Located on the second floor of an old mall (Metro Town) that is part of a residential complex, it is destined to be hidden from the foot traffic that is bustling along Zhongshan Park district. In the distant is the new spanking Raffles City Changning and right opposite is the perennial favourite Cloud Nine, Metro Town is a mall that was meant to be that – second rated, not popular.
However, as they say, nature finds its way. Metro Town became a favourite among the Japanese expats as, I guessed, the lower rental attracted the entrepreneurs to start their restaurants in this mall. There were many Japanese yakitori and Izakaya that found its way there. And then there’s Jizhan Cantonese 兜弄鸡栈.
It is a small restaurant, around a capacity of 30-40 persons divided into tables of 4s. It is not meant to be a massive restaurant. The owners are from Hong Kong, and one of the owner (and chef) was a TVB director, so you can see quite a few familiar faces on the fame wall behind the cashier. But it is still a restaurant, and it is important the food is good.
As the name suggested, they specialise in chicken dishes. They also have a couple of signature dishes like 海南鸡饭 Hainanese Chicken Rice (ala HK-style) and 清汤牛腩 stewed brisket in clear broth, among other familiar HK dishes. I ordered a 葱油鸡 poached chicken in scallion oil as a starter.
From the standard of the chicken, I can see why their Hainanese chicken rice is a signature dish and a favourite among diners. The chicken was perfectly done, no blood but still tender. For another RMB10 you can choose the part of the chicken, so I picked the chicken thigh. However, the scallion oil was a bit over powering which ruined the chicken, soaking it in an oily mess.
The other signature, 清汤牛腩 stewed brisket in clear broth, is a massive sharing portion. So I have to order the alternative, 招牌清汤牛腩河粉 stewed brisket in clear broth horfun, which is the same beef brisket but served with horfun.
It was still a generous bowl. The broth was what I expected, clear, flavourful and not oily. The standard was a notch below 华姐 or the tourist favourite 九记, but it was still the best I have tasted so far in Shanghai.
Mommy says I need to eat greens every meal, so I ordered a portion of 白灼菜心 HK choysum with soy sauce. This is the simplest vegetable dish, no skill required to prepare, only experience. You blanch choysum in boiling water and then drizzled some oil and soy sauce on top, that’s it. But its these simple dishes that can fall flat on their faces.
First the timing of the blanching, s second too long the vegetable turns soggy, a moment too short, the vegetable is still raw so you might as well eat salad. As it is not recommended to eat salad in China from unknown sources, I usually stick to blanched vegetables.
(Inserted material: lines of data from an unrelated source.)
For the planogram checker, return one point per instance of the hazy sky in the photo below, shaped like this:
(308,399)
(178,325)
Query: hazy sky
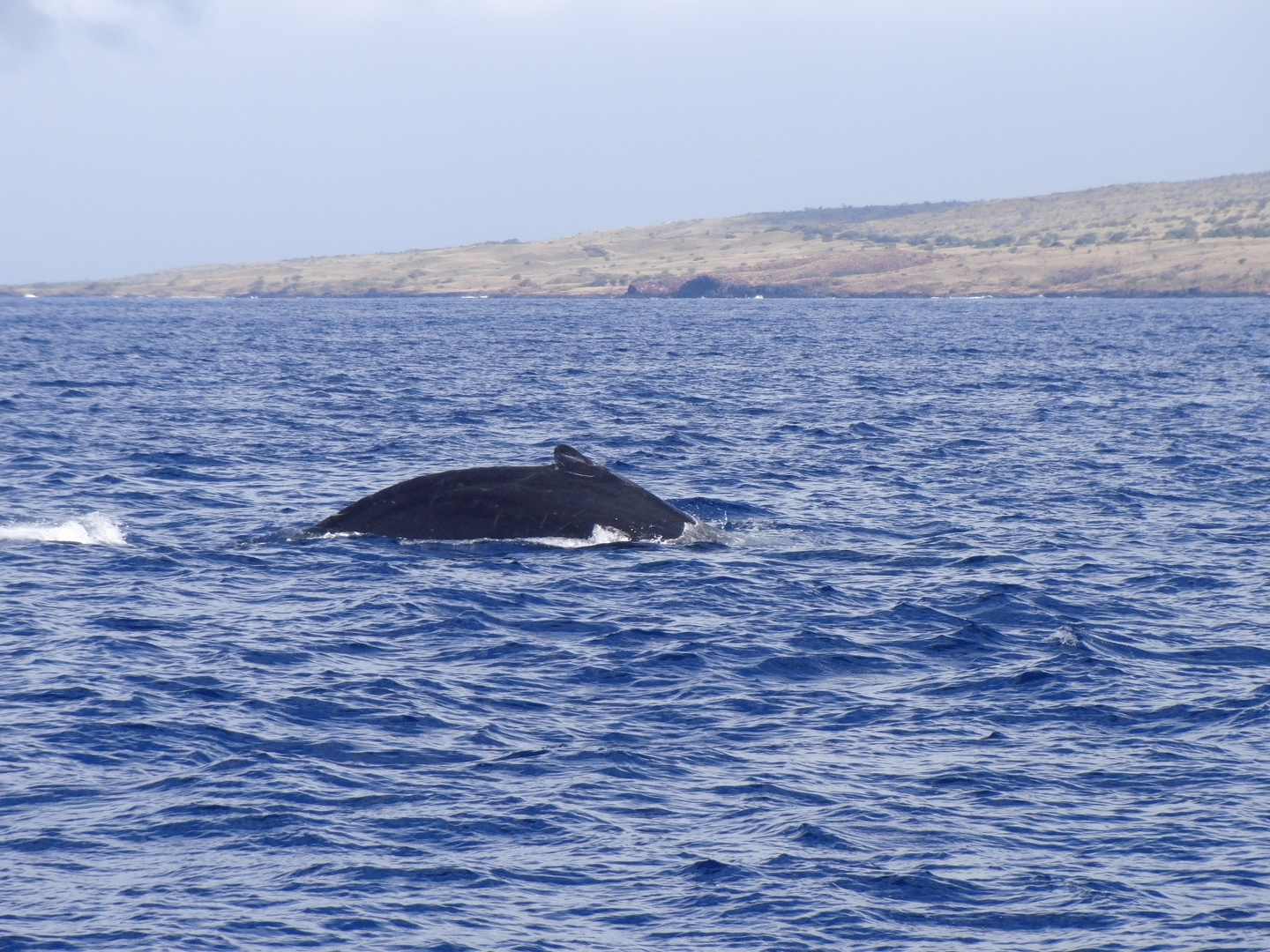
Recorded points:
(145,133)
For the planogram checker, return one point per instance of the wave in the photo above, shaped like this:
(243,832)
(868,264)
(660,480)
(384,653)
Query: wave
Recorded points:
(92,530)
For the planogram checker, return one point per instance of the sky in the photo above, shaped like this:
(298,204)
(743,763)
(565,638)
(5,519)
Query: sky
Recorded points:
(138,135)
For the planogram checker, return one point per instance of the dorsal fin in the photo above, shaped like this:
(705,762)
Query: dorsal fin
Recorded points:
(572,461)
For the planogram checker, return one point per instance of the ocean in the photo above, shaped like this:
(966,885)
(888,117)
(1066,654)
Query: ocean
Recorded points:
(981,658)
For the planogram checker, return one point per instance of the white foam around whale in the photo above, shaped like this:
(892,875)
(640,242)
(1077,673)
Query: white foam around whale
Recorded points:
(92,530)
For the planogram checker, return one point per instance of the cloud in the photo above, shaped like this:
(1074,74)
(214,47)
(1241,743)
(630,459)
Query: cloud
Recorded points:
(31,26)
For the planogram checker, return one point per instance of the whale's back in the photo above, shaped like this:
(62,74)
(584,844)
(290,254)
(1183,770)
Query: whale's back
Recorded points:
(566,499)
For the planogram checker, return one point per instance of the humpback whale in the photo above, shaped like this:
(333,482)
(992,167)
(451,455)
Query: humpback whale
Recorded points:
(572,498)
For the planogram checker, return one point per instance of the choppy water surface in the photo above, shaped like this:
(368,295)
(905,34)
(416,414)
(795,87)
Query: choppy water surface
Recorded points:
(983,661)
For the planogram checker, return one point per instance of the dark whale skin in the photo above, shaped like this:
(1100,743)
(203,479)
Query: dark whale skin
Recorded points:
(565,499)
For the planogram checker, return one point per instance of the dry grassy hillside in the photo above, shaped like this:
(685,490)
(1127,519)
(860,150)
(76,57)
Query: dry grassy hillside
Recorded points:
(1208,238)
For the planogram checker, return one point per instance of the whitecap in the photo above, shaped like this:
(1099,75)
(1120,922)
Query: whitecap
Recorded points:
(92,530)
Then, the sauce, it has to be a perfect ratio of vegetable oil, sesame oil and soy sauce. The result can either be too oily or too salty or too soggy if the proportion is not right.
They nailed it perfectly, and coupled with the greenhouse HK choysum, the vegetable was very satisfying.
It is difficult to find good restaurants for one diner without succumbing to Western or Japanese food. For Chinese, you can only depend on chachaanteng. Now I have another place to go when I am alone in Shanghai. The lady boss was taking my orders, and she realised I can speak Cantonese, she switched “channel” immediately. And THEN, the whole experience of the lunch went up so many notches, because she did not need to explain what some of the dishes were, and we zoomed into their signatures.
Life of a traveling salesman, you try to find homely comfort in the smallest things. And companionship in a familiar language.